Worked Example: Distance between skew lines

Question: Find the shortest distance between the lines $l_1$ and $l_2$ with equations $l_1: \mathbf{r} = 2\mathbf{i} - \mathbf{j} + s(\mathbf{i} + \mathbf{j} - 3\mathbf{k})$ and $l_2: \mathbf{r} = 4\mathbf{i} + \mathbf{j} - \mathbf{k} + t(2\mathbf{i} - \mathbf{k})$.

Solution:

Step 1: Find the normal vector using the vector product:

$\mathbf{n} = (\mathbf{i} + \mathbf{j} - 3\mathbf{k}) \times (2\mathbf{i} - \mathbf{k})$

$\mathbf{n} = \begin{vmatrix} \mathbf{i} & \mathbf{j} & \mathbf{k} \\ 1 & 1 & -3 \\ 2 & 0 & -1 \end{vmatrix}$

$\mathbf{n} = \mathbf{i}(1 \times (-1) - (-3) \times 0) - \mathbf{j}(1 \times (-1) - (-3) \times 2) + \mathbf{k}(1 \times 0 - 1 \times 2)$

$\mathbf{n} = \mathbf{i}(-1) - \mathbf{j}(-1 + 6) + \mathbf{k}(-2)$

$\mathbf{n} = -\mathbf{i} - 5\mathbf{j} - 2\mathbf{k}$

Step 2: Find the equation of the plane containing $l_1$:

$\Pi_1: \mathbf{r} \cdot (-\mathbf{i} - 5\mathbf{j} - 2\mathbf{k}) = (2\mathbf{i} - \mathbf{j}) \cdot (-\mathbf{i} - 5\mathbf{j} - 2\mathbf{k})$

$\mathbf{r} \cdot (-\mathbf{i} - 5\mathbf{j} - 2\mathbf{k}) = -2 + 5 = 3$

The distance of $\Pi_1$ from the origin is:

$\frac{|3|}{\sqrt{1^2 + 5^2 + 2^2}} = \frac{3}{\sqrt{30}} = \frac{3\sqrt{30}}{30} = \frac{\sqrt{30}}{10}$

Step 3: Find the equation of the plane containing $l_2$:

$\Pi_2: \mathbf{r} \cdot (-\mathbf{i} - 5\mathbf{j} - 2\mathbf{k}) = (4\mathbf{i} + \mathbf{j} - \mathbf{k}) \cdot (-\mathbf{i} - 5\mathbf{j} - 2\mathbf{k})$

$\mathbf{r} \cdot (-\mathbf{i} - 5\mathbf{j} - 2\mathbf{k}) = -4 - 5 + 2 = -7$

The distance of $\Pi_2$ from the origin is:

$\frac{|-7|}{\sqrt{30}} = \frac{7\sqrt{30}}{30}$

Step 4: Since the planes are on different sides of the origin (one has $p = 3$, the other $p = -7$), we add the distances:

$\text{Distance between planes} = \frac{\sqrt{30}}{10} + \frac{7\sqrt{30}}{30} = \frac{3\sqrt{30}}{30} + \frac{7\sqrt{30}}{30} = \frac{10\sqrt{30}}{30} = \frac{\sqrt{30}}{3}$

Answer: The shortest distance between the lines is $\frac{\sqrt{30}}{3}$ units.
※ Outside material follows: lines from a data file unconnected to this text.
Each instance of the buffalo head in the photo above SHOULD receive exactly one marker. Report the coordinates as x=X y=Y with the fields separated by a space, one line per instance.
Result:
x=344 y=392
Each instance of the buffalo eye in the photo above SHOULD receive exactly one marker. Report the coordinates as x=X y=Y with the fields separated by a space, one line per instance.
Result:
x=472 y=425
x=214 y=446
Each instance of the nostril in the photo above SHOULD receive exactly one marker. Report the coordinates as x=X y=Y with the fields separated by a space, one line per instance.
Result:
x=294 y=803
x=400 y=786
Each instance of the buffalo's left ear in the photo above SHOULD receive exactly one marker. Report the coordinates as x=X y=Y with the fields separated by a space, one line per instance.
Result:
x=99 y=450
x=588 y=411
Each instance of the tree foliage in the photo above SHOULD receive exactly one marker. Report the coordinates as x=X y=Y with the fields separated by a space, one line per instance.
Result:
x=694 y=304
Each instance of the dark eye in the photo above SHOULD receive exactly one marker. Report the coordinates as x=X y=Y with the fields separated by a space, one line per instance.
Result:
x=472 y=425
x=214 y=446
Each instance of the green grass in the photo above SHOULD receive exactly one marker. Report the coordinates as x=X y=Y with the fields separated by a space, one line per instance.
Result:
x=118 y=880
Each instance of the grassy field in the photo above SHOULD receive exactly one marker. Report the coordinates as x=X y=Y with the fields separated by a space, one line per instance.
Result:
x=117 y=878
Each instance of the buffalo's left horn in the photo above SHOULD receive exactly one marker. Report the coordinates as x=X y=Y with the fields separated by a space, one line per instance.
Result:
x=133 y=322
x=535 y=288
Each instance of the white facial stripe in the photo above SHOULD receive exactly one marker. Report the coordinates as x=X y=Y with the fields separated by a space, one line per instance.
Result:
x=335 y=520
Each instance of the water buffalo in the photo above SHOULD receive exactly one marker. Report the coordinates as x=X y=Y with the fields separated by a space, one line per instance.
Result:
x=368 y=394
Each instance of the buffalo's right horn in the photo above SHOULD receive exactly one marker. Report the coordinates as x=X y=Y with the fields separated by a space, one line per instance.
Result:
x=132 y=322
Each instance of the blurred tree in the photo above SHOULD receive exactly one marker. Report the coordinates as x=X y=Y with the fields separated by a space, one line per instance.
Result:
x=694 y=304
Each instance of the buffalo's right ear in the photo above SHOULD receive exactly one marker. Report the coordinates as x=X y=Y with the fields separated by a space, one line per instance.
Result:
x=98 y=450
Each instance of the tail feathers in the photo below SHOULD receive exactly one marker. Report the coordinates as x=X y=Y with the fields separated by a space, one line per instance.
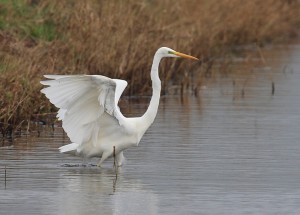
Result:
x=69 y=147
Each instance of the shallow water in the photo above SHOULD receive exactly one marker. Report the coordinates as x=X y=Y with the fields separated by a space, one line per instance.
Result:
x=225 y=152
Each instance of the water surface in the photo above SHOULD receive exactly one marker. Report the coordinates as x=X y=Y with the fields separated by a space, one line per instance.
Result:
x=232 y=150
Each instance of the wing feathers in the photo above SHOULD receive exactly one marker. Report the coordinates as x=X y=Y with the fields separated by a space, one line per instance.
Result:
x=85 y=100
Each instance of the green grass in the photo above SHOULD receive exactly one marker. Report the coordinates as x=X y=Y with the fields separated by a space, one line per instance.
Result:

Worked Example: Reflection of a point

Question: Find the image of the point $A(1, 0, 2)$ in the plane $\mathbf{r} = \begin{pmatrix} 1 \\ 0 \\ -2 \end{pmatrix} + \mu\begin{pmatrix} -1 \\ 3 \\ 2 \end{pmatrix} + \lambda\begin{pmatrix} 0 \\ 2 \\ 1 \end{pmatrix}$.

Solution:

Step 1: Find the normal vector using the vector product:

$\mathbf{n} = \begin{pmatrix} -1 \\ 3 \\ 2 \end{pmatrix} \times \begin{pmatrix} 0 \\ 2 \\ 1 \end{pmatrix}$

$\mathbf{n} = \begin{vmatrix} \mathbf{i} & \mathbf{j} & \mathbf{k} \\ -1 & 3 & 2 \\ 0 & 2 & 1 \end{vmatrix}$

$\mathbf{n} = \mathbf{i}(3 \times 1 - 2 \times 2) - \mathbf{j}((-1) \times 1 - 2 \times 0) + \mathbf{k}((-1) \times 2 - 3 \times 0)$

$\mathbf{n} = \mathbf{i}(3 - 4) - \mathbf{j}(-1) + \mathbf{k}(-2)$

$\mathbf{n} = -\mathbf{i} + \mathbf{j} - 2\mathbf{k}$

Step 2: The equation of the line through $A$ perpendicular to the plane is:

$\mathbf{r} = \begin{pmatrix} 1 \\ 0 \\ 2 \end{pmatrix} + t\begin{pmatrix} -1 \\ 1 \\ -2 \end{pmatrix}$

Step 3: At the intersection point, this line equation equals the plane equation:

$\begin{pmatrix} 1 \\ 0 \\ 2 \end{pmatrix} + t\begin{pmatrix} -1 \\ 1 \\ -2 \end{pmatrix} = \begin{pmatrix} 1 \\ 0 \\ -2 \end{pmatrix} + \mu\begin{pmatrix} -1 \\ 3 \\ 2 \end{pmatrix} + \lambda\begin{pmatrix} 0 \\ 2 \\ 1 \end{pmatrix}$

Comparing components:

i-component: $1 - t = 1 - \mu$ gives $t = \mu$ ... (1)

j-component: $t = 3\mu + 2\lambda$ ... (2)

k-component: $2 - 2t = -2 + 2\mu + \lambda$ ... (3)

From equation (1), $t = \mu$. Substituting into equation (2):

$t = 3t + 2\lambda$

$-2t = 2\lambda$

$\lambda = -t$

Substituting $t = \mu$ and $\lambda = -t$ into equation (3):

$2 - 2t = -2 + 2t + (-t)$

$2 - 2t = -2 + t$

$4 = 3t$

$t = \frac{4}{3}$

Step 4: The image $A'$ is at parameter $2t = \frac{8}{3}$:

$\overrightarrow{OA'} = \begin{pmatrix} 1 \\ 0 \\ 2 \end{pmatrix} + \frac{8}{3}\begin{pmatrix} -1 \\ 1 \\ -2 \end{pmatrix}$

$\overrightarrow{OA'} = \begin{pmatrix} 1 - \frac{8}{3} \\ 0 + \frac{8}{3} \\ 2 - \frac{16}{3} \end{pmatrix} = \begin{pmatrix} -\frac{5}{3} \\ \frac{8}{3} \\ -\frac{10}{3} \end{pmatrix}$

Answer: The coordinates of the image $A'$ are $\left(-\frac{5}{3}, \frac{8}{3}, -\frac{10}{3}\right)$.

Key insight: Remember to double the parameter value $t$ to find the reflection. The intersection point is the midpoint between the original point and its image.